Rapid urban expansion in India primarily in peri-urban areas and is not only unplanned, but also almost entirely lacking in public services like water, sewer, power and other cirtical infrastructure, including reasonable access to transit. This reinforces the vicious cycle of ever-deeper reliance by households, firms and industries on unmanaged groundwater extraction, private vehicle ownership, and polluting diesel power generators to meet basic needs.
The social cost accounting approach
With rapid unplanned growth spreading across Indian cities, public interventions seem unable to stem the tide of negative externalities that arise, such as congestion, air pollution, water contamination and consequent health challenges. There is urgent need for new tools and practices that can aid cities assess their current conditions and evaluate possibilities of change towards sustainable urbanisation.
In a new report, Towards Smarter Service Provision for SMART Cities: Accounting for the Social Costs of Urban Services, WRI India approaches India’s urban issues from the aspe ct of assessing delivery mechanisms of selected services at the municipal level, looking in-depth at four case study cities – Bangalore, Indore, Pune and Surat.
Using a Social Cost Accounting (SCA) methodology, the market and non-market costs associated with the delivery of water, sanitation, transport and energy services in the case study cities was estimated.
Alongside direct costs for various services the study also emphasises attention to often ignored social costs (indirect costs, health costs and environmental costs). Each type of service provision is categorised into public, private and self-provision across the three sectors and explored further.
The example of water
The study found that all four cities have been urbanising rapidly and have seen an increase in population and municipal boundaries. While these four cities report high aggregate levels of access to public services, there is significant variation within and between them. For example, despite high aggregate levels of access in Bangalore, more than 50 percent of the total water demand is met by groundwater from private tube wells and boreholes, and vended water. There are many reasons for these coping activities; intermittent supply and inability of the public utility to increase coverage or improve service quality are just some of them.

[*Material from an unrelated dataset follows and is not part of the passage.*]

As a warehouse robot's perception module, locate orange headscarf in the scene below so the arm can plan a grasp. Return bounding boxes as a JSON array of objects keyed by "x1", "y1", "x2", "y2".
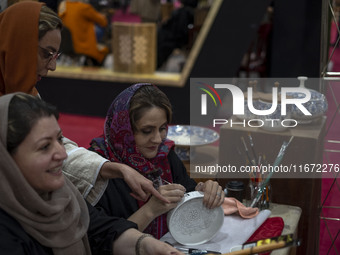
[{"x1": 0, "y1": 1, "x2": 43, "y2": 96}]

In the case of water, for example, we found that vended water and borewell water can have 2-68 times the social cost of public provided water (Figure 4). In Pune and Surat where public provided water accounts for 98 percent and 97 percent of the total quantity of water supplied, this might not pose as much a problem as in Bangalore and Indore where public water accounts for 48 percent and 42 percent respectively.
The way forward
Many national and sub-national programmes, such as AMRUT – India’s Smart Cities Mission, have been established to improve quality of service to urban residents. Existing evaluation metrics for these initiatives continue to focus on the supply-side of public service provision, in terms of network coverage and do not account for quality of service. So, while government initiatives envision progressive urban infrastructure projects, the continued focus on supply-side management using these indicators leads to business as usual solutions to be adopted. There is limited uptake of practices which can enhance sustainability outcomes such as demand management, reduced resource use and shift to renewable resources.
A Social Cost Accounting (SCA) approach, as demonstrated in this paper, should be adopted as a city tool to analyse services in cities so that interactions between different services across multiple sectors are mapped and better understood. Alongside policy and planning changes, new financing tools to fund urban infrastructure and services should be made available. Regulatory environments involving right pricing of services and incentives that encourage innovation and discourage high-carbon, high resource using alternatives should be enabled.